I have a difficult dataframe problem where I am trying to create new columns / column names / column values out of an existing dataframe that isn't formatted like I want it to be. The data has playerIDs and playerTypes for 4 different players at a time, and looks like this:
dput(my.player.data)
structure(list(p_id = c(8470828L, 8478460L, 8470966L, 8475314L,
8476472L, 8476917L, 8475791L, 8470105L, 8476905L, 8474152L, 8470642L,
8479325L, 8475218L, 8471296L, 8476874L, 8477943L, 8477934L, 8473432L
), pType = c("Blocker", "Shooter", "Blocker", "Shooter", "Blocker",
"Hitter", "Blocker", "Shooter", "PlayerID", "PlayerID", "Shooter",
"Hitter", "PlayerID", "Blocker", "Shooter", "Scorer", "Scorer",
"Scorer"), p_id1 = c(8475172L, 8470645L, 8474162L, NA, 8480172L,
8477989L, 8476879L, NA, NA, NA, NA, 8474683L, NA, 8476851L, 8469514L,
8477407L, 8478402L, 8474091L), pType1 = c("Shooter", "Goalie",
"Shooter", NA, "Shooter", "Hittee", "Shooter", NA, NA, NA, NA,
"Hittee", NA, "Shooter", "Goalie", "Assist", "Assist", "Assist"
), p_id2 = c(NA, NA, NA, NA, NA, NA, NA, NA, NA, NA, NA, NA,
NA, NA, NA, 8475246L, 8471729L, 8477018L), pType2 = c(NA, NA,
NA, NA, NA, NA, NA, NA, NA, NA, NA, NA, NA, NA, NA, "Assist",
"Assist", "Assist"), p_id3 = c(NA, NA, NA, NA, NA, NA, NA, NA,
NA, NA, NA, NA, NA, NA, NA, 8475622L, 8471239L, 8469608L), pType3 = c(NA,
NA, NA, NA, NA, NA, NA, NA, NA, NA, NA, NA, NA, NA, NA, "Goalie",
"Goalie", "Goalie")), .Names = c("p_id", "pType", "p_id1", "pType1",
"p_id2", "pType2", "p_id3", "pType3"), row.names = c(1L, 5001L,
10001L, 15001L, 20001L, 25001L, 30001L, 35001L, 40001L, 45001L,
50001L, 55001L, 60001L, 65001L, 70001L, 47329L, 46786L, 45551L
), class = "data.frame")
# ignore that the row numbers are 1, 5000, 10000, etc.
head(my.player.data)
p_id pType p_id1 pType1 p_id2 pType2 p_id3 pType3
1 8470828 Blocker 8475172 Shooter NA <NA> NA <NA>
5001 8478460 Shooter 8470645 Goalie NA <NA> NA <NA>
10001 8470966 Blocker 8474162 Shooter NA <NA> NA <NA>
15001 8475314 Shooter NA <NA> NA <NA> NA <NA>
20001 8476472 Blocker 8480172 Shooter NA <NA> NA <NA>
25001 8476917 Hitter 8477989 Hittee NA <NA> NA <NA>
There are only a fixed number of pTypes in my data across the 4 pType columns, (Blocker, Shooter, Goalie, etc.) and I would like to create a column for each one of these, with the value in the column equal to the respective playerID.

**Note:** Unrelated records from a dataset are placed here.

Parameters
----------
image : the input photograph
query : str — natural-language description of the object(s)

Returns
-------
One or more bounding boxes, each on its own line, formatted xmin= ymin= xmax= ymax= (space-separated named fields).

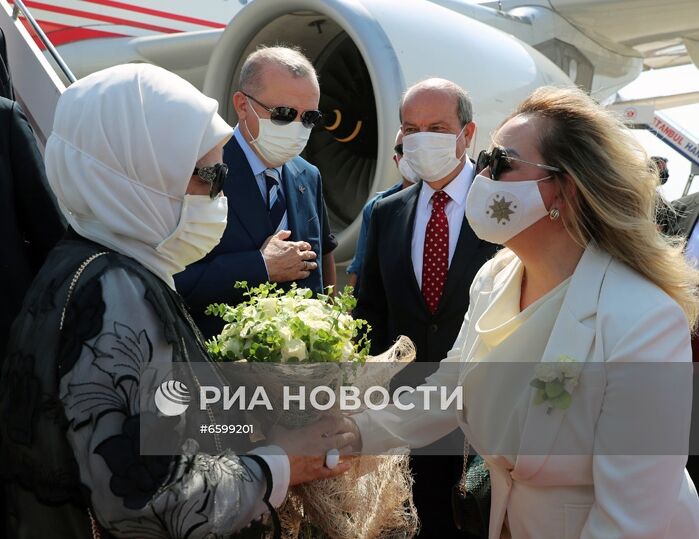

For example, I'd like something that looks like this:
head(better.player.data)
Blocker Shooter Hittee Hitter Assist1 Assist2 Scorer Goalie
1 8470828 8475172 NA NA NA NA NA NA
5001 NA 8478460 NA NA NA NA NA 8470645
10001 8470966 8474162 NA NA NA NA NA NA
15001 NA 8475314 NA NA NA NA NA NA
20001 8476472 8480172 NA NA NA NA NA NA
25001 NA NA 8477989 8476917 NA NA NA NA
The main edge-case here is that Assist1 and Assist2 are both labeled as Assist in the my.player.data dataframe (see the last 3 rows, not shown in the head()). I'd like for p_id1 to be Assist1 and p_id2 to be Assist2 (pType1 and pType2 should be the only 2 columns in the original data where the value is Assist (shouldnt be in pType or pType3)
Any help with this, as always, is greatly appreciated! Thanks!
PlayerID? I dont think, presence ofPlayerIDis very meaningful though.